The next time Billy and Tom and Winona and Louise went off in Billy’s canoe for the day, they did not take Sandy. She happened to be making one of her brief visits home. They took, instead, a shot-gun apiece (that is, the boys did), a book apiece (that was for the girls), a bagful of socks from the Scouts’ mending-basket, and the usual amount of lunch.

“We look like an Italian moving,” Tom observed critically, looking over their joint baggage. “Three fishing-rods, two baskets, two paddles, two guns, two sunbonnets. Whew! Louise, I’ll trade with you.”

“It isn’t much at all,” said Louise indignantly. “I could carry my share, and yours, too, if I had to.”

“You may,” he returned promptly. “Here’s my rifle. It won’t go off unless you hit the trigger by accident.”

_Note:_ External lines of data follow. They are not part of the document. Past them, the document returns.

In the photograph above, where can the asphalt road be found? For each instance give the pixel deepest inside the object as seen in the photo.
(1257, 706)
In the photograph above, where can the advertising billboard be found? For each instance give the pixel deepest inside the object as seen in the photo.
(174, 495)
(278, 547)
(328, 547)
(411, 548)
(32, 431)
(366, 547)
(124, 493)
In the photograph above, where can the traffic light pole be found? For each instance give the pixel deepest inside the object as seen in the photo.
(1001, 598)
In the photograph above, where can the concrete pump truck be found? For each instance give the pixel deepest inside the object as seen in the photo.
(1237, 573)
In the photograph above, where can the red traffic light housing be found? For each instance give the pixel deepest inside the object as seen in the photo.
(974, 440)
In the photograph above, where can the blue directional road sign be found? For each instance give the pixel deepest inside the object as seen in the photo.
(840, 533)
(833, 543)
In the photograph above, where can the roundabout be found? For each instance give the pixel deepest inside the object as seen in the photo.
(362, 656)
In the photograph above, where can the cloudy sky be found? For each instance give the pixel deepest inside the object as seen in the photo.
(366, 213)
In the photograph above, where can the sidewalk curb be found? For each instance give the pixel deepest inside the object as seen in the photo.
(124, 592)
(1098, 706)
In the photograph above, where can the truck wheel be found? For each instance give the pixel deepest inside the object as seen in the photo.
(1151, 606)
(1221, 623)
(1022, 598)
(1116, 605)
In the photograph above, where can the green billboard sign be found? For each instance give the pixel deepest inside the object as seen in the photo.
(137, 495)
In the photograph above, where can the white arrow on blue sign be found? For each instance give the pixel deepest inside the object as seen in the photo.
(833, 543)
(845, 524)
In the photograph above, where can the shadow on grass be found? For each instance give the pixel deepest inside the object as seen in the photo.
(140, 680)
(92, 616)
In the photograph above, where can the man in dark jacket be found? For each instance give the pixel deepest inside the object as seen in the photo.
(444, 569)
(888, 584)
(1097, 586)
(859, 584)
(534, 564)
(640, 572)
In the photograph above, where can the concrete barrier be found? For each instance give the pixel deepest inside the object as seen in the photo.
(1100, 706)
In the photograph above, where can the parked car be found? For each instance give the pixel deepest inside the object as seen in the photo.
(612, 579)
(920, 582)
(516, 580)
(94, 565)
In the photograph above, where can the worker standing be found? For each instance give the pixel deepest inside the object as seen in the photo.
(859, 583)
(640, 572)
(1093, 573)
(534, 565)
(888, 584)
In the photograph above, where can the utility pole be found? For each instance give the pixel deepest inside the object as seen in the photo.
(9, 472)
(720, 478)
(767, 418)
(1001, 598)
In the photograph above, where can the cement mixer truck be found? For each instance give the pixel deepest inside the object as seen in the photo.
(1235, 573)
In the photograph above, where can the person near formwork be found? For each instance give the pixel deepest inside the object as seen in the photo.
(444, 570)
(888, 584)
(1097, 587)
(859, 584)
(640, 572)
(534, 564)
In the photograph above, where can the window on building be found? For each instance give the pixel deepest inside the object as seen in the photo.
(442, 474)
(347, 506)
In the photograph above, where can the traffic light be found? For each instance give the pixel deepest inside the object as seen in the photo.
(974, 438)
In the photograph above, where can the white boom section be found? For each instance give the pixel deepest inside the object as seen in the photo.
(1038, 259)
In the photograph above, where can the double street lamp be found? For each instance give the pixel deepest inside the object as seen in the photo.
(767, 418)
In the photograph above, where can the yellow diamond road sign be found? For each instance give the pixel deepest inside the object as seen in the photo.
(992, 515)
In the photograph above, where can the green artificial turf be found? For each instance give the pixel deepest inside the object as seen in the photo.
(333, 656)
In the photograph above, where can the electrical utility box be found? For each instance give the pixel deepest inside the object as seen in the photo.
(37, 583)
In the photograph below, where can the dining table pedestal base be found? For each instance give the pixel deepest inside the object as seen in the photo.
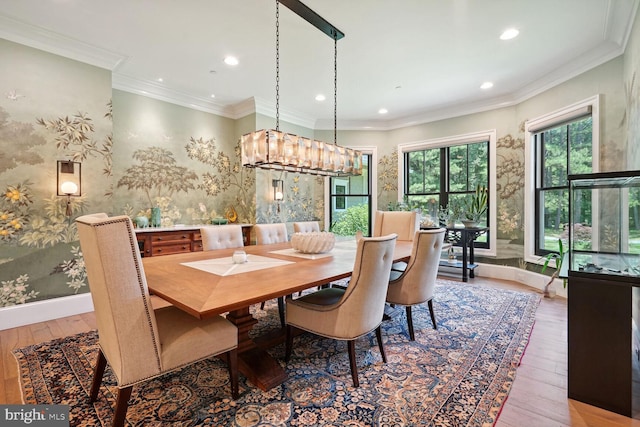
(254, 362)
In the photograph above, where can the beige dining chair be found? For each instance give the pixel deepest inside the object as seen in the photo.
(268, 234)
(403, 223)
(306, 227)
(415, 285)
(221, 237)
(348, 313)
(138, 342)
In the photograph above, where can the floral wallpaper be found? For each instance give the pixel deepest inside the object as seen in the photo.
(510, 186)
(388, 179)
(42, 121)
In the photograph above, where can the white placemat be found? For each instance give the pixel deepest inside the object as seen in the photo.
(226, 267)
(340, 248)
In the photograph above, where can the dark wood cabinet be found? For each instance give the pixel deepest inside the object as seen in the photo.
(602, 357)
(175, 240)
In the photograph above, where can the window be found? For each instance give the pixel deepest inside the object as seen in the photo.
(440, 171)
(446, 176)
(559, 144)
(561, 151)
(350, 201)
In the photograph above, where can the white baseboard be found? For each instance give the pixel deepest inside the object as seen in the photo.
(41, 311)
(528, 278)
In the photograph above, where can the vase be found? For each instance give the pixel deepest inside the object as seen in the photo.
(156, 217)
(142, 221)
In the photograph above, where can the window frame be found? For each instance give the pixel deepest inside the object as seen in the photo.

“Heap big chief!” said she, not offering to take it. “If I’d remembered how you hated carrying innocent little things like this around with you”—she pointed to the imposing pile of baskets, books and work in the bottom of the canoe—“I’d have telephoned for an expressman.”

“Have you a telephone?” asked Tom. “When did you put it in, and what did you tie it to?”

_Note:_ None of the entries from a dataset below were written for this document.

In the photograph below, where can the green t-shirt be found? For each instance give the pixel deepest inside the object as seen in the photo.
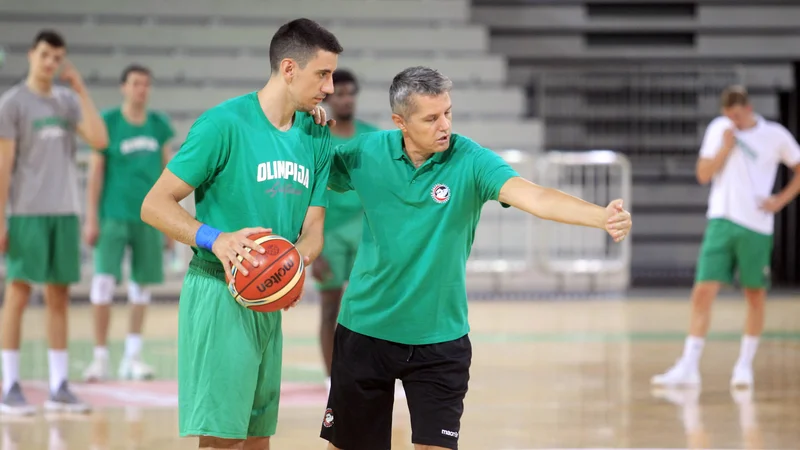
(344, 208)
(247, 173)
(133, 162)
(408, 283)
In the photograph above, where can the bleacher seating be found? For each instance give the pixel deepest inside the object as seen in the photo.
(644, 78)
(203, 52)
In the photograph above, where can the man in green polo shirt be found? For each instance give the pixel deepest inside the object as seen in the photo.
(404, 314)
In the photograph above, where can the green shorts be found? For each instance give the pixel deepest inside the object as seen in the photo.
(728, 248)
(341, 244)
(229, 360)
(147, 251)
(44, 249)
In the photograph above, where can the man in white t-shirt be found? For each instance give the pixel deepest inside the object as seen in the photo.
(739, 156)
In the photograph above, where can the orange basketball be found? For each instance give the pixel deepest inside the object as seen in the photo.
(277, 281)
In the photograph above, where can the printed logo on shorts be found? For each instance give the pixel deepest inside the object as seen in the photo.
(440, 193)
(327, 422)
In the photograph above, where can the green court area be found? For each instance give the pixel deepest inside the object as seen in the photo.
(162, 353)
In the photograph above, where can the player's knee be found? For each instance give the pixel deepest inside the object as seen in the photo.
(330, 307)
(138, 294)
(256, 443)
(214, 442)
(704, 293)
(17, 295)
(755, 297)
(102, 291)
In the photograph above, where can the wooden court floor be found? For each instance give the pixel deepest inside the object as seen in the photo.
(546, 374)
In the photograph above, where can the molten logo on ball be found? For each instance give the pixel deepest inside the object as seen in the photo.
(277, 281)
(276, 277)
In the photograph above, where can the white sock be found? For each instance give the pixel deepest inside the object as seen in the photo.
(56, 442)
(101, 353)
(747, 351)
(692, 350)
(133, 345)
(59, 366)
(10, 368)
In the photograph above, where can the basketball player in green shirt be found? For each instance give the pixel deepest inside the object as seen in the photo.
(343, 218)
(404, 314)
(119, 178)
(257, 162)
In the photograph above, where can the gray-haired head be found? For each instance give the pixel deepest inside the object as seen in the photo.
(416, 80)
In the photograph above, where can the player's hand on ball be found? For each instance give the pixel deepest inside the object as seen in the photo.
(91, 231)
(306, 262)
(230, 246)
(321, 116)
(619, 221)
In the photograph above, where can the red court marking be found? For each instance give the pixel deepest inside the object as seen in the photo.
(162, 393)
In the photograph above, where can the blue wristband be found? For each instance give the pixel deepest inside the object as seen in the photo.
(206, 236)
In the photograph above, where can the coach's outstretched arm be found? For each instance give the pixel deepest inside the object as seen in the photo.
(552, 204)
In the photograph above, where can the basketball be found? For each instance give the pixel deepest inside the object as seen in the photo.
(277, 281)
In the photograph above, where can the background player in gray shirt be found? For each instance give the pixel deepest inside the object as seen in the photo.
(39, 193)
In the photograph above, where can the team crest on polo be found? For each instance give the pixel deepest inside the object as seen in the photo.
(440, 193)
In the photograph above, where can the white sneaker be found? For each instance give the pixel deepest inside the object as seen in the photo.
(681, 374)
(742, 377)
(14, 403)
(97, 371)
(135, 369)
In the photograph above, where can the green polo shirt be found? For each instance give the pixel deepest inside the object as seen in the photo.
(408, 283)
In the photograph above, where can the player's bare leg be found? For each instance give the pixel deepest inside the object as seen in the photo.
(14, 302)
(687, 370)
(101, 297)
(56, 298)
(331, 301)
(259, 443)
(754, 325)
(213, 443)
(132, 366)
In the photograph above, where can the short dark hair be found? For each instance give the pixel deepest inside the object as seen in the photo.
(134, 68)
(342, 76)
(300, 40)
(51, 37)
(734, 96)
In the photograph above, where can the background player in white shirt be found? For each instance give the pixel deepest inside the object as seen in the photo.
(739, 156)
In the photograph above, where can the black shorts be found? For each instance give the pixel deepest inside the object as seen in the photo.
(363, 374)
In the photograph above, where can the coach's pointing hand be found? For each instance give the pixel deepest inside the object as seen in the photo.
(231, 247)
(619, 221)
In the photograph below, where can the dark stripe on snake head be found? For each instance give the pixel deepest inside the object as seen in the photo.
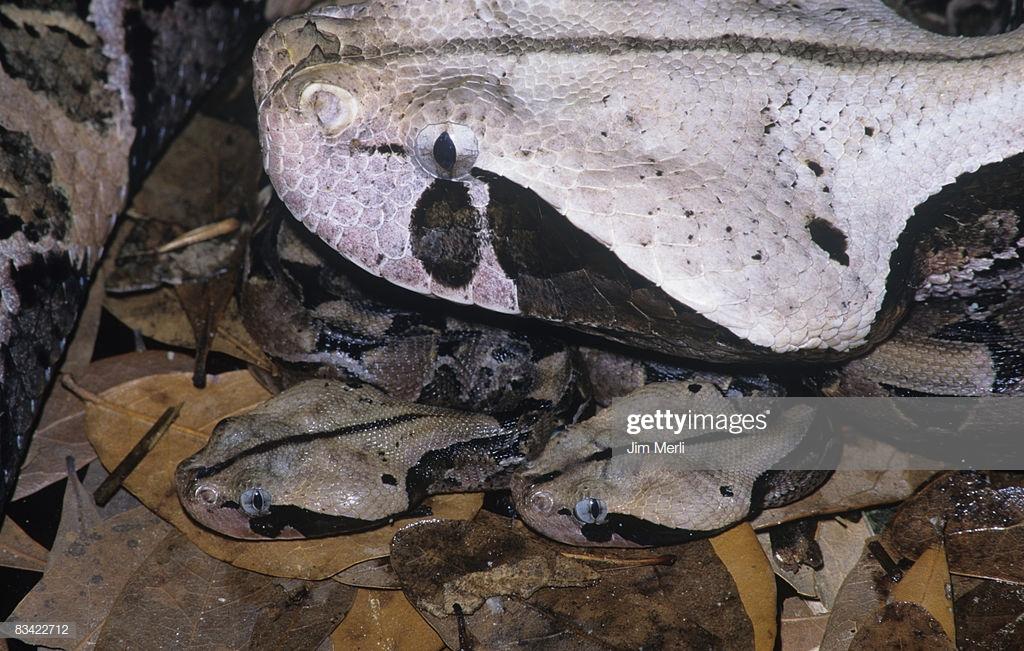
(305, 437)
(445, 233)
(639, 531)
(308, 523)
(438, 469)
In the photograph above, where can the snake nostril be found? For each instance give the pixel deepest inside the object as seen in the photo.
(206, 494)
(542, 502)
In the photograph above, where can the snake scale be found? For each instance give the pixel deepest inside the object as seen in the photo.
(90, 93)
(761, 183)
(732, 182)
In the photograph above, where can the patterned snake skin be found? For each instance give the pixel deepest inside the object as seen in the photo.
(721, 180)
(90, 92)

“No,” said Louise, “but we could have borrowed yours.”

The Scouts had just finished installing a telephone from Wampoag to their headquarters. They had done nearly everything themselves in the way of connecting and so forth. They were very proud of it, and the Camp Fire girls were wildly envious, for all they had was a system of baking-powder-box-and-wire telephone, worked out from the American Girl’s Handy Book by two young geniuses. It was all right as far as it went, but naturally it wouldn’t connect them with the telephones at home, or at Wampoag.

“Why, of course you could,” consented Tom. “In fact, you can. Shall I paddle you that way?”

“You needn’t mind,” she smiled. “Do look at Winona!”